Residents have decided that writing a formal neighborhood plan will be the best way to shape the future of their neighborhood, but they will allow their original rezone application go through as well.
Neighbor Mary Pollard urged other Spokane Valley neighborhoods to begin plans of their own.
“None of us in this community can be passive bystanders (in the development of the city),” she said Wednesday. “They need to get in on the ground floor instead of being victims of a (comprehensive) plan that doesn’t reflect what they want.”

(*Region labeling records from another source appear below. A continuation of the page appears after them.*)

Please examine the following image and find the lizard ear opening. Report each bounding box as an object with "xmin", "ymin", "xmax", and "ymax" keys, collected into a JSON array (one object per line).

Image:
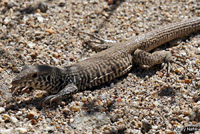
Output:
[{"xmin": 32, "ymin": 73, "xmax": 37, "ymax": 78}]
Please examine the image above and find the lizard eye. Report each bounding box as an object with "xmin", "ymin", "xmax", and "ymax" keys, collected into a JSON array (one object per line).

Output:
[{"xmin": 32, "ymin": 73, "xmax": 37, "ymax": 78}]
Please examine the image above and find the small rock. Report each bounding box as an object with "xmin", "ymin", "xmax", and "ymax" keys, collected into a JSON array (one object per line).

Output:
[
  {"xmin": 141, "ymin": 120, "xmax": 152, "ymax": 133},
  {"xmin": 37, "ymin": 16, "xmax": 44, "ymax": 23},
  {"xmin": 0, "ymin": 128, "xmax": 12, "ymax": 134},
  {"xmin": 27, "ymin": 41, "xmax": 35, "ymax": 48},
  {"xmin": 0, "ymin": 107, "xmax": 5, "ymax": 114},
  {"xmin": 16, "ymin": 127, "xmax": 27, "ymax": 134},
  {"xmin": 27, "ymin": 111, "xmax": 38, "ymax": 120},
  {"xmin": 46, "ymin": 29, "xmax": 55, "ymax": 34},
  {"xmin": 10, "ymin": 116, "xmax": 18, "ymax": 123}
]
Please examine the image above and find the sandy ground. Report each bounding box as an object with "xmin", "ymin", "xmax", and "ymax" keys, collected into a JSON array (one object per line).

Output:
[{"xmin": 0, "ymin": 0, "xmax": 200, "ymax": 134}]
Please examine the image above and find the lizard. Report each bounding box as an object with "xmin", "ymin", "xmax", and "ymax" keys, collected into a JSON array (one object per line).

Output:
[{"xmin": 11, "ymin": 17, "xmax": 200, "ymax": 105}]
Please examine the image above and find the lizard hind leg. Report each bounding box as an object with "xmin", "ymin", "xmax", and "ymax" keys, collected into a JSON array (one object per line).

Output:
[
  {"xmin": 133, "ymin": 49, "xmax": 173, "ymax": 66},
  {"xmin": 40, "ymin": 84, "xmax": 78, "ymax": 106},
  {"xmin": 133, "ymin": 49, "xmax": 192, "ymax": 75}
]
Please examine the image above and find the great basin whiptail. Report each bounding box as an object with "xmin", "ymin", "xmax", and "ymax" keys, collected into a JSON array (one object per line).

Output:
[{"xmin": 12, "ymin": 17, "xmax": 200, "ymax": 104}]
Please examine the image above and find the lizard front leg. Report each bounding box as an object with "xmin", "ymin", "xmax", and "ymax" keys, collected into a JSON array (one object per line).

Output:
[{"xmin": 42, "ymin": 84, "xmax": 78, "ymax": 106}]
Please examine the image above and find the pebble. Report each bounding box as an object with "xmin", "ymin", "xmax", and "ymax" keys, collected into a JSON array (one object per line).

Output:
[
  {"xmin": 10, "ymin": 116, "xmax": 18, "ymax": 123},
  {"xmin": 15, "ymin": 127, "xmax": 27, "ymax": 134},
  {"xmin": 0, "ymin": 107, "xmax": 5, "ymax": 114},
  {"xmin": 27, "ymin": 41, "xmax": 35, "ymax": 48},
  {"xmin": 0, "ymin": 128, "xmax": 12, "ymax": 134},
  {"xmin": 0, "ymin": 0, "xmax": 200, "ymax": 134}
]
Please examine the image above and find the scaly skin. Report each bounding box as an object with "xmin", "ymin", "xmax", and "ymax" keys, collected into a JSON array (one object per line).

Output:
[{"xmin": 12, "ymin": 18, "xmax": 200, "ymax": 103}]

City staffers weren’t sure whether simply asking the city to abandon the request in December would have been enough to stop the rezone application process anyway. They briefed the council on the situation Tuesday and suggested a process that would involve the neighbors who signed the original petition for the rezone signing a new petition to revoke it.
It became a moot topic, though, when Pollard said to go ahead with the original application.
The neighbors still hope to be given back their $1,800 or be credited that money as the neighborhood plan process moves forward, Pollard said. She said a city staffer might have warned them before they made the rezone request that their lower density zoning could be overturned by a developer’s application, but that it didn’t sink in.
“With our lack of experience, we did not understand what he was telling us,” Pollard said.
At one point, neighbors were so frustrated they planned to put signs in their yards that read “Choose another neighborhood” to deter potential buyers and studied asking the city of Liberty Lake to annex the area, Pollard said.
Greenacres’ neighborhood planning process is now under way. It encompasses an area roughly bordered by Interstate 90 to the south, the Spokane River to the north, Barker Road to the east and Flora Road to the west. Some of the pieces neighbors are talking about putting into the plan are allowing large animals, making space for horse trails and building a park.